The Irish government, itself a recipient of an IMF loan and negotiating for a better interest rate, also has a strong interest in who leads the powerful financial institution.
Yet there was no facility in this process to allow emerging powers or recipient and developing countries to play a leadership role in the IMF. These countries have effectively been disenfranchised in this private power play.
One decision for the next Managing Director that may directly affect these countries is what to do with the nearly three billion dollars that the IMF unexpectedly received from the sale of its gold reserves last year. The IMF has done very well out of the global economic crisis, and has no need for further funds.
Excluded from the decision-making
Oxfam believes this money must be directed to where it is most needed and where it will have the most impact. That means channeling the excess profits to poor and vulnerable citizens of developing nations – the same people who are excluded from the decision-making by the IMF. We are deeply concerned that European Board members are moving to bury the funds in the books of the institution where they hold disproportionate power.
The time has come to end the outdated gentleman’s agreement that hands Europe control of this key global institution. The promise of change at the IMF, so quickly cast aside when put to the test, is no longer enough.
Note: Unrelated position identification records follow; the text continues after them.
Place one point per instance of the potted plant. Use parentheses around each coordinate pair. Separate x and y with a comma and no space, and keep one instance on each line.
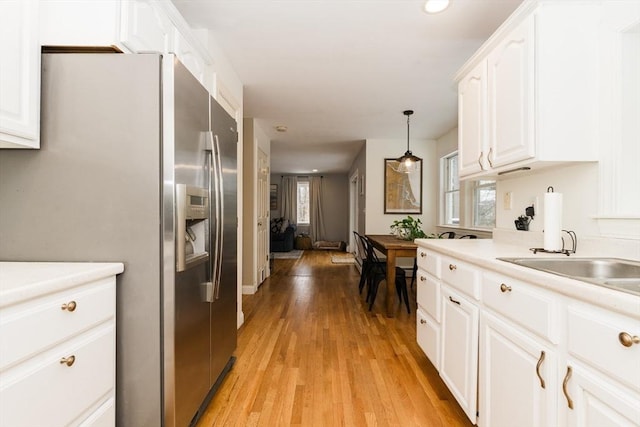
(408,228)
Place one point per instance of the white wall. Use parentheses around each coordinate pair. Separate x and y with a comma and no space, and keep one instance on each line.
(376,151)
(359,166)
(578,185)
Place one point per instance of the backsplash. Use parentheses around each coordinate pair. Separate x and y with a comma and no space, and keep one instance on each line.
(587,245)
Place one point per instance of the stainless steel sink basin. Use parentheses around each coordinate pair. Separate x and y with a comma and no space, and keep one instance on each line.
(620,274)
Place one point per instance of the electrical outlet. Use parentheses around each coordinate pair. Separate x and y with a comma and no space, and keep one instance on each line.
(508,201)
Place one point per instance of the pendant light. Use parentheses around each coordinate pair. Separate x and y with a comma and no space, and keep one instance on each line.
(408,161)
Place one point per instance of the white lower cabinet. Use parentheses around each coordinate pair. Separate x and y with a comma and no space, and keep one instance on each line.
(459,359)
(601,383)
(518,385)
(57,344)
(592,400)
(428,335)
(513,353)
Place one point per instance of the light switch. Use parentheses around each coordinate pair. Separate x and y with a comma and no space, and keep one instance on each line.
(508,201)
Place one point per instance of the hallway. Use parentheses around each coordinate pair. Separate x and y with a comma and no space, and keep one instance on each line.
(311,354)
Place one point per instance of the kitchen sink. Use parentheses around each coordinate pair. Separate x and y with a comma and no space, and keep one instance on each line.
(615,273)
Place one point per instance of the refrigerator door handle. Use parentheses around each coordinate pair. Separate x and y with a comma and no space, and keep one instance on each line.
(220,216)
(213,215)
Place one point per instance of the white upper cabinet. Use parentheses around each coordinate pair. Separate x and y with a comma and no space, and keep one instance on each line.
(19,74)
(145,28)
(620,119)
(510,97)
(472,109)
(527,98)
(130,26)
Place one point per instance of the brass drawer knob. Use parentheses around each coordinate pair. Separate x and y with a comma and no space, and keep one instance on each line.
(70,306)
(627,340)
(505,288)
(68,360)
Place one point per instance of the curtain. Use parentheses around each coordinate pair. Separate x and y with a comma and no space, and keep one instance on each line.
(316,218)
(289,189)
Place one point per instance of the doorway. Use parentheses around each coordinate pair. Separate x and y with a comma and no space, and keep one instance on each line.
(353,211)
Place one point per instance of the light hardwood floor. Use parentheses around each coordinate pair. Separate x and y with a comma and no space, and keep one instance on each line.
(311,354)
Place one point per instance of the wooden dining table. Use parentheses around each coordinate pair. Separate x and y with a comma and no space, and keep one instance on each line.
(393,248)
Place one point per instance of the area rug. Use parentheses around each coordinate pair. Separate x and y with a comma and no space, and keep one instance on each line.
(343,259)
(294,254)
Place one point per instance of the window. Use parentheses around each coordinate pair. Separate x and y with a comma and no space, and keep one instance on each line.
(467,204)
(451,190)
(484,204)
(303,202)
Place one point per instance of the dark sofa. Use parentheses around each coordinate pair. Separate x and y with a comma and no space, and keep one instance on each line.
(282,241)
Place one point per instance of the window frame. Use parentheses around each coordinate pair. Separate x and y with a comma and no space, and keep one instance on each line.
(468,198)
(447,189)
(305,183)
(477,187)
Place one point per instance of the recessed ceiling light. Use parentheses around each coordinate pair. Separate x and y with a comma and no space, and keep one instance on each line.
(435,6)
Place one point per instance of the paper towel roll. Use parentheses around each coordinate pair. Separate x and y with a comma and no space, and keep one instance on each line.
(552,221)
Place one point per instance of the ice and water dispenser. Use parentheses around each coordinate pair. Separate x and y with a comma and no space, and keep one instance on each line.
(192,215)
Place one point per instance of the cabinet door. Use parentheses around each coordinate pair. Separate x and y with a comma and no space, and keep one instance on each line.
(517,377)
(596,402)
(472,138)
(459,359)
(428,336)
(511,97)
(20,74)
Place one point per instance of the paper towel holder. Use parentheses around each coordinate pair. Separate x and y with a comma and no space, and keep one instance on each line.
(567,252)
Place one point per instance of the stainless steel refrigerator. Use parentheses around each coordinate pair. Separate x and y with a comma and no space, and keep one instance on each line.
(137,164)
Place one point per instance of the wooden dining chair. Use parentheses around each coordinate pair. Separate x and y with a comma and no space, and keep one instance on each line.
(378,273)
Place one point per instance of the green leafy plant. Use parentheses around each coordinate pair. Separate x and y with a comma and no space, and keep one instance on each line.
(408,228)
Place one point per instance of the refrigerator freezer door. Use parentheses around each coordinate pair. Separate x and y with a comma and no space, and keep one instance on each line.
(190,368)
(223,310)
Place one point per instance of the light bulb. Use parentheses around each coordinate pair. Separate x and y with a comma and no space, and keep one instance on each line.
(435,6)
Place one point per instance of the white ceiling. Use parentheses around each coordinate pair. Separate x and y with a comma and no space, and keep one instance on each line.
(337,72)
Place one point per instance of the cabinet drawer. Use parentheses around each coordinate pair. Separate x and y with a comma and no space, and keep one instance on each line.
(530,307)
(428,294)
(428,336)
(44,323)
(461,276)
(46,388)
(594,336)
(428,261)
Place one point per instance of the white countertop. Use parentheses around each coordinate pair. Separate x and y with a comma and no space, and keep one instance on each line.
(20,281)
(483,253)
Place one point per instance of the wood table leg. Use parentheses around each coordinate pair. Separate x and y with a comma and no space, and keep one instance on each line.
(391,281)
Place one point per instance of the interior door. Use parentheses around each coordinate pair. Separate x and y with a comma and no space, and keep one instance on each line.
(263,217)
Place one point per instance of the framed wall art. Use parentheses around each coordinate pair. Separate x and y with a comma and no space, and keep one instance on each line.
(402,190)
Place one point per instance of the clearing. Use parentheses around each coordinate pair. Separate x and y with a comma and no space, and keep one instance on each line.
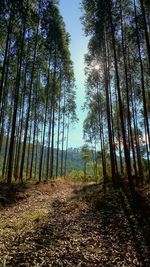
(67,224)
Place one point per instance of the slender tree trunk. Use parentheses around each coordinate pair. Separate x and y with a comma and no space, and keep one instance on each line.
(16,99)
(126,150)
(29,106)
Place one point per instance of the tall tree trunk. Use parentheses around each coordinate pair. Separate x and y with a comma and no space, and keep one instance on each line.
(16,99)
(126,150)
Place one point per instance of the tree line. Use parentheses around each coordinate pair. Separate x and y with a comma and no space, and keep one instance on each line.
(118,85)
(37,97)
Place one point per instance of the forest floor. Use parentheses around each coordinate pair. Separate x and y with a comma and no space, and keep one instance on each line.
(66,224)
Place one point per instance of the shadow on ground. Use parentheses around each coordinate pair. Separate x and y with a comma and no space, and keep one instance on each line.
(91,228)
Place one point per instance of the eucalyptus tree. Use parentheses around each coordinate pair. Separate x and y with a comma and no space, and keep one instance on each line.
(121,45)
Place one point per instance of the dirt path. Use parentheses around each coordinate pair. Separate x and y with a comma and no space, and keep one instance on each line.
(81,226)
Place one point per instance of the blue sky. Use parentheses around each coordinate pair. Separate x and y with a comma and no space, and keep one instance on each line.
(70,10)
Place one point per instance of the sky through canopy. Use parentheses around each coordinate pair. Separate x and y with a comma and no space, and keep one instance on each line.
(70,10)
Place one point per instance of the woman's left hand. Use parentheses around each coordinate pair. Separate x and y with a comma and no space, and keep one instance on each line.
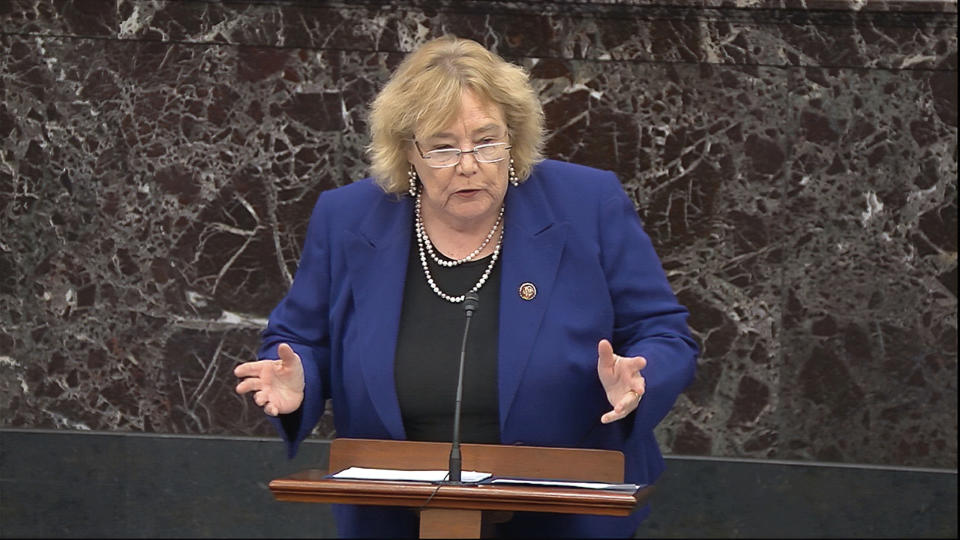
(621,379)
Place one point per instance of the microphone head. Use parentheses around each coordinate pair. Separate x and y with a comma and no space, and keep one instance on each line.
(471,302)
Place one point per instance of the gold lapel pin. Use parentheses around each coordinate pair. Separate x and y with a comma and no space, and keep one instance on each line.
(528,291)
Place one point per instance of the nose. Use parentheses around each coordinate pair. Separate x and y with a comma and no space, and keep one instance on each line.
(468,163)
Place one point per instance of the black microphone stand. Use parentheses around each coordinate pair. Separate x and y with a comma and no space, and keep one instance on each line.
(471,302)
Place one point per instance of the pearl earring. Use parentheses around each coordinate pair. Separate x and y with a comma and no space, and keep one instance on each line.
(412,175)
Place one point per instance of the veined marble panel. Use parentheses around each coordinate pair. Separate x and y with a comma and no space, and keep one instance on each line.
(794,164)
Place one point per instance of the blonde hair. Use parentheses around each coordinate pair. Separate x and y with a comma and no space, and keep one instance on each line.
(424,94)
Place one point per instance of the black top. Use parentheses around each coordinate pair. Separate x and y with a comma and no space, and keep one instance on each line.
(428,353)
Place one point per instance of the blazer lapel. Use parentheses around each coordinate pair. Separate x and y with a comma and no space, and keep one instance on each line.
(532,246)
(378,266)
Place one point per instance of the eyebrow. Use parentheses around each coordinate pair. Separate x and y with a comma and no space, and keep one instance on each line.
(487,128)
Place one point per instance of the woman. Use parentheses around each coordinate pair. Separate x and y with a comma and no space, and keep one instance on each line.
(578,340)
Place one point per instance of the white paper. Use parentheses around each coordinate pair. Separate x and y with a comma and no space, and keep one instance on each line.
(362,473)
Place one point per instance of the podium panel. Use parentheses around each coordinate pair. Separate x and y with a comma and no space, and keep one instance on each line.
(462,511)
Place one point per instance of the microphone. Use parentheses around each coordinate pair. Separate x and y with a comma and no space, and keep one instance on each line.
(471,302)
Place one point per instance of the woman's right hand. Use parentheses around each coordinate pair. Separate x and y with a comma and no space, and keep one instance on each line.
(277,385)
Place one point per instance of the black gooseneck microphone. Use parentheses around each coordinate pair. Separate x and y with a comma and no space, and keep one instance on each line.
(471,302)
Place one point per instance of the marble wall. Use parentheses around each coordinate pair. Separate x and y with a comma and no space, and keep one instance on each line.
(794,162)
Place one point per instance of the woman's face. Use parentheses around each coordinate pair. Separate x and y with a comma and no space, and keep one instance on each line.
(469,193)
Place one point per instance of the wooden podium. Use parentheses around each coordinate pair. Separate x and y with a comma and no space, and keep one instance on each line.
(466,511)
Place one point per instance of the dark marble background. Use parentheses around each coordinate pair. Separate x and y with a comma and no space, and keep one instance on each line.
(794,162)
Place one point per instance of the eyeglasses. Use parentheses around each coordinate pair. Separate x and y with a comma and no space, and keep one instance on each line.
(449,157)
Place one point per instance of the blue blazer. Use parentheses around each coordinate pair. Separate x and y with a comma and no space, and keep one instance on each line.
(572,232)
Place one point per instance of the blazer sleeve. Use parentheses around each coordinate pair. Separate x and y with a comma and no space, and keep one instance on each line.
(301,321)
(648,319)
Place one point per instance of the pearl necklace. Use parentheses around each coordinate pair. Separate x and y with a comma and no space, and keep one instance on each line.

The influential role of First Deputy Managing Director of the IMF, traditionally filled by a US national, will fall vacant in August. There’s a risk that this too will be a ritualistic rather than contestable appointment process. But there’s an opportunity here to attend to the democratic deficit in the IMF’s governance.
The new head of the IMF must be pushed to accelerate reform that loosens Europe’s stranglehold on the Executive Board, and gives other member countries more of a voice.
Obsolete economic and political world order
Allowing emerging markets a say that accords with their rising global influence will only benefit the institution. If the incumbents persist in holding on to power through structures that reflect a obsolete economic and political world order, the rising powers will inevitably turn away from the organisation and towards institutions where they have a voice.
It is no longer tenable to have Europe and the U.S dominate international financial institutions. It is in everyone’s interests that power is exercised with principles.